When a wheel rolls without slipping along a pavement, the rim speed of its contact point with the pavement is zero in the pavement reference frame, while the rim speed at the top of the wheel is twice the speed of the wheel itself. This presents a paradox when the wheel rolls at relativistic speeds, where the rim speed at the top might exceed c, the speed of light.
The paradox is currently resolved using relativistic addition of velocities, relativity of simultaneity (hereinafter RoS), or a combination of the two. The wheel experiences Lorentz contraction in the direction of motion, yielding a tall ellipse in the pavement frame. Sections of the rim at the top of the wheel are contracted, while sections at the bottom are expanded. This is often illustrated by an elliptical spoked wheel, with spokes curving upward as RoS varies their amount of rotation. Shown here at 0.638 c.
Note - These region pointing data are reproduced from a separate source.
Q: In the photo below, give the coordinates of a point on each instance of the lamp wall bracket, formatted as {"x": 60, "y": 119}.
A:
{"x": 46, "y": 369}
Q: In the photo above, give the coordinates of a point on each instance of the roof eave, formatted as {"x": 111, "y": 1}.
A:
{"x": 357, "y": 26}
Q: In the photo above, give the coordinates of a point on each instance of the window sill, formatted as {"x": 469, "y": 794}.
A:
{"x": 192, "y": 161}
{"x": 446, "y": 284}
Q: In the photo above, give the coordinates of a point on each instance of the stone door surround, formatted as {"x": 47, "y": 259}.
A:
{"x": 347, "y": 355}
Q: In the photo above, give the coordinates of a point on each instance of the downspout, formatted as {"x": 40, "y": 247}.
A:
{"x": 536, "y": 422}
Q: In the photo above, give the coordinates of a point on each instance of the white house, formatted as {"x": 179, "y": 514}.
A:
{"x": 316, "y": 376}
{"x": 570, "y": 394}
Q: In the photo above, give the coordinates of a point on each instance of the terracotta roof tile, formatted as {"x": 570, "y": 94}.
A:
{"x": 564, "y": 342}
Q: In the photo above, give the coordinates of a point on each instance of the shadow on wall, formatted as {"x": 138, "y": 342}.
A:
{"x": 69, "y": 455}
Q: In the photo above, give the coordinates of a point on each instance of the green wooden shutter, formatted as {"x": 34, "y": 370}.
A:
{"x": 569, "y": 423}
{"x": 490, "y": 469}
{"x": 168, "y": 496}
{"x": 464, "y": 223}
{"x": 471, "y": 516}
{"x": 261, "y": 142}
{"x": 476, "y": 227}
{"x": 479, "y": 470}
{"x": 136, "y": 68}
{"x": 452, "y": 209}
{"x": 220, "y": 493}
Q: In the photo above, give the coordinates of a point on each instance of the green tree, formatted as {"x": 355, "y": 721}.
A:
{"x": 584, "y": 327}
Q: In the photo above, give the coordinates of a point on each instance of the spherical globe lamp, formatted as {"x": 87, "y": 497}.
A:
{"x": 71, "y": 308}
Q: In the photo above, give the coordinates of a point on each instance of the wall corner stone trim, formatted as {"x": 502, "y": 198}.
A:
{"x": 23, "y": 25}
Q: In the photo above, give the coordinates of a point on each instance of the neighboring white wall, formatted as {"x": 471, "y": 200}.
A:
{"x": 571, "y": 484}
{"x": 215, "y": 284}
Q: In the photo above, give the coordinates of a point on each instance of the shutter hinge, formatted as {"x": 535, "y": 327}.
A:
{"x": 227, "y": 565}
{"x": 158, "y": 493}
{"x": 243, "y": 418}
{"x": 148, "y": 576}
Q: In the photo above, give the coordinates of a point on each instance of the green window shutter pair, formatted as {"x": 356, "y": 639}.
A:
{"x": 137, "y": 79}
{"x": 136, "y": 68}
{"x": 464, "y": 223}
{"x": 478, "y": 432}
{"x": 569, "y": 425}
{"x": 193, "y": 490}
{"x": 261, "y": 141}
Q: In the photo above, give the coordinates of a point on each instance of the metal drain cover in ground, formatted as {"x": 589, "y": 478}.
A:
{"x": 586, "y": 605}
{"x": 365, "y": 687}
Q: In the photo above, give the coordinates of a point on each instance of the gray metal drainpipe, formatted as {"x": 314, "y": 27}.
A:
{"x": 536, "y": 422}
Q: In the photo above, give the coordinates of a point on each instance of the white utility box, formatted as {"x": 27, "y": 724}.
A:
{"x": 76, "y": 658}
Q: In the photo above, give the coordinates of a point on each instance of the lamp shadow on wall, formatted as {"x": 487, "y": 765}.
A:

With increasing horizontal distance from the pavement contact point normal (the vertical line through the center of the wheel), time in the leading half of the wheel gets progressively earlier, and because the rotation in the forward section is downward, the spokes show progressively less rotation, curving them upward. In the trailing half of the wheel, time goes progressively later, resulting in spokes showing progressively more rotation, which also curves them upward.
This solution to the paradox is satisfactory to all wheel speeds short of c, keeping the pavement frame rim speed at the top of the wheel below c.
However, this solution does not address the pavement frame path of a point on the rim of the wheel as the wheel rolls along. A rim point describes an arched path between pavement contacts called a cycloid.
Conventional geometry has the length of a cycloid at 8 r. The rollout length of a non-slipping wheel is 2 π r. The simple ratio of these lengths means the speed of the rolling wheel in the pavement frame must be less than 0.785 c, even if the cycloid path were traversed entirely at the speed of light.
The cycloid path however must start and end at the contact points with a speed of zero in the pavement frame. This further reduces the maximum speed allowable for the wheel.
It is anticipated that Lorentz contraction of the wheel and the RoS shift of the point position will alter the shape of the cycloid, narrowing it somewhat in its upper section, which in turn will widen it around the contact point. This generates an inflection that precludes using a common method of determining the cycloid point speed by vector addition, thus numerical methods are used.
The algorithm pseudocode is included as an appendix. It is annotated with explanatory comments.
The x and y coordinates of a point on the cycloid are calculated separately.
x = r(t - sin t)
y = r(1 - cos t)
where t is the contact point of a circle rolling on the x axis.
The position obtained is adjusted for RoS, then Lorentz contracted.
Adjusting for RoS alters the distance from the contact point normal, which changes the amount of adjustment required. Depending on the quadrant (loosely defined) and speed of the wheel, the change may be either positive or negative, so an iterative approach is taken.
Generated data points are equally spaced in pavement frame time, so the distance between them translates directly to speed between points. The algorithm tracks the maximum speed obtained. Due to the nature of π, the top of the cycloid cannot be hit exactly, and only the initial contact point is exact.
Vertical axis expanded.
1. There is an upper speed limit of 0.638... c for a wheel rolling on a pavement without slipping. Greater wheel speeds result in points on the cycloid exceeding c.
2. The body of the cycloid becomes slightly narrower as wheel speed increases. The contact point path opens from a vertical 'bounce' to more of a 'skip.'
3. A run with Lorentz contraction disabled shows that the majority of the cycloid alteration is due to RoS.
4. The speed plots show that as wheel speed increases, the maximum speed location shifts from the top center of the arch, splitting off to each side, with the speed curve sagging as the generating point goes over the top of the wheel.
5. The pavement frame is a ubiquitous example of an inertial frame instantaneously co-moving with the wheel rim. The speed limitation has implications for other situations in relativistic rotation, as such frames may be established at any radius and direction for any object in rotation.